Hey guys, was attempting to do a 50 shirt run today but came across two problems. 1) being that it is 5 colors and i am using water based, my ink is drying in the screens.. 2) after curing the color of my shirt is coming threw and is visible threw my design. Maybe i should stick to neutral colors? heres a pic, tell me what you guys think and also whether there are any solutions to preventing ink from drying up other than additives. If additives are the only solution i suppose ill try but this is making me wanna switch to plastisol inks. Thanks!


----------



## rms21040 (Apr 13, 2015)

trying to figure out how to attach image...


----------



## rms21040 (Apr 13, 2015)

Sorry guys, cant figure out how to come thru with the picture but i just spoke with the people i bought my ink from and they say that using a spray bottle with water can help significantly. Can any of you back this up?


----------



## Decal_Designs (Jul 4, 2005)

Yes that is one method that can help. And make sure you have plenty of ink on the screen and always back flood the screen after every stroke. Don't stop for a break or to answer the phone.  try figuring out a production run that keeps the inks moving in the screen. Instead of rotating the shirts and hitting each one with one color, rotate the screens and hit each shirt with every color. Air conditioning sucks out a lot of moisture in the air. If you have that cranked up, turn it off. Don't let a flash unit sit under a screen if possible. Move the flash in between the normal sitting locations of the platens.


----------



## Mtnview (Nov 5, 2009)

rms21040 said:


> Sorry guys, cant figure out how to come thru with the picture...

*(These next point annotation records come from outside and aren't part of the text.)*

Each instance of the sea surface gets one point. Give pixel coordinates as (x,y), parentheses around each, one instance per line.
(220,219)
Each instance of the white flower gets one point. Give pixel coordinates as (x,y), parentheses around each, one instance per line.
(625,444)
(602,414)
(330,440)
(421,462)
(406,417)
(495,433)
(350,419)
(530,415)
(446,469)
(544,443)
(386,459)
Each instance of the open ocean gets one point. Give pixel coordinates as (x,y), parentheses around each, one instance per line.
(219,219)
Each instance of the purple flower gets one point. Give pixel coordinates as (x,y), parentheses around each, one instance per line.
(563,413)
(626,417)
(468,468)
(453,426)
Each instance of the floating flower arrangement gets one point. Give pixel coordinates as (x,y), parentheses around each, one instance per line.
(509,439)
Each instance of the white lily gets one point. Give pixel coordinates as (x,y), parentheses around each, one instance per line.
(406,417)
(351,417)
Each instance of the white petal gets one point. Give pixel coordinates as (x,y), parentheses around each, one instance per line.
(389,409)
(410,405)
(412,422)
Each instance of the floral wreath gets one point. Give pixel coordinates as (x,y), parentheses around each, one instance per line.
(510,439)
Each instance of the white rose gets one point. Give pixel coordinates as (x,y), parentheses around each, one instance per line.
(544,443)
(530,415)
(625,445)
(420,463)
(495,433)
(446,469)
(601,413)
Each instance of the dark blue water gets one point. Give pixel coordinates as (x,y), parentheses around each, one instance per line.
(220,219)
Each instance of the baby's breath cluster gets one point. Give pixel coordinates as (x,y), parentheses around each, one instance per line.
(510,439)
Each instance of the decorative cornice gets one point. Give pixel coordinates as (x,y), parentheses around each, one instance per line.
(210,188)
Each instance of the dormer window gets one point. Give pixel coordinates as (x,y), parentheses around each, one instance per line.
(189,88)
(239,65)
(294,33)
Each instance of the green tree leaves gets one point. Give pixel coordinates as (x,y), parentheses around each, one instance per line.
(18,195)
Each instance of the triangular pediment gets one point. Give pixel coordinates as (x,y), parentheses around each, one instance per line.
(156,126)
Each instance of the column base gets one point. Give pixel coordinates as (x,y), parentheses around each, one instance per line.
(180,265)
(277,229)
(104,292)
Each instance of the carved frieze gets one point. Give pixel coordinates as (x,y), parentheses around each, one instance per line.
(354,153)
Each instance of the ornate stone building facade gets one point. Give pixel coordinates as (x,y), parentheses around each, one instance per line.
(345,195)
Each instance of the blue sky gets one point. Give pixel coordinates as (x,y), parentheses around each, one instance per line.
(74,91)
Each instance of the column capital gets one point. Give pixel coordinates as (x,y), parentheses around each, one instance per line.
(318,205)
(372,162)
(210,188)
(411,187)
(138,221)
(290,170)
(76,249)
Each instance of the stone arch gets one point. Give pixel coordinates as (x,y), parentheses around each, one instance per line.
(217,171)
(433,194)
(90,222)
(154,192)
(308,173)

When posting there is an area below your text box for attaching pics as shown in my first picture. Once you select "manage attachments" a new window will pop up allowing you to select and upload the picture you want as shown in my second picture.


----------



## rms21040 (Apr 13, 2015)

thanks buddy, that was very useful info. Im gonna try to finish tonight when it isnt 100 degrees in my garage and also go to wally world and see if a humidifier would help out. I also like the idea of running each color instead of one color at a time per shirt. That will definitely prevent my ink from sitting stagnant for longer periods of time. Once again, appreciate your advice ill let you all know how it goes


----------



## rms21040 (Apr 13, 2015)

Awesome thanks for the help on uploading, im beginning to think that my problem is that i have printed WB inks on garments that are two dark. perhaps i wouldn't have this problem if i would have added my discharge agent or printed on lighter shirts. not sure but im still very noobish and learning every step of the way


----------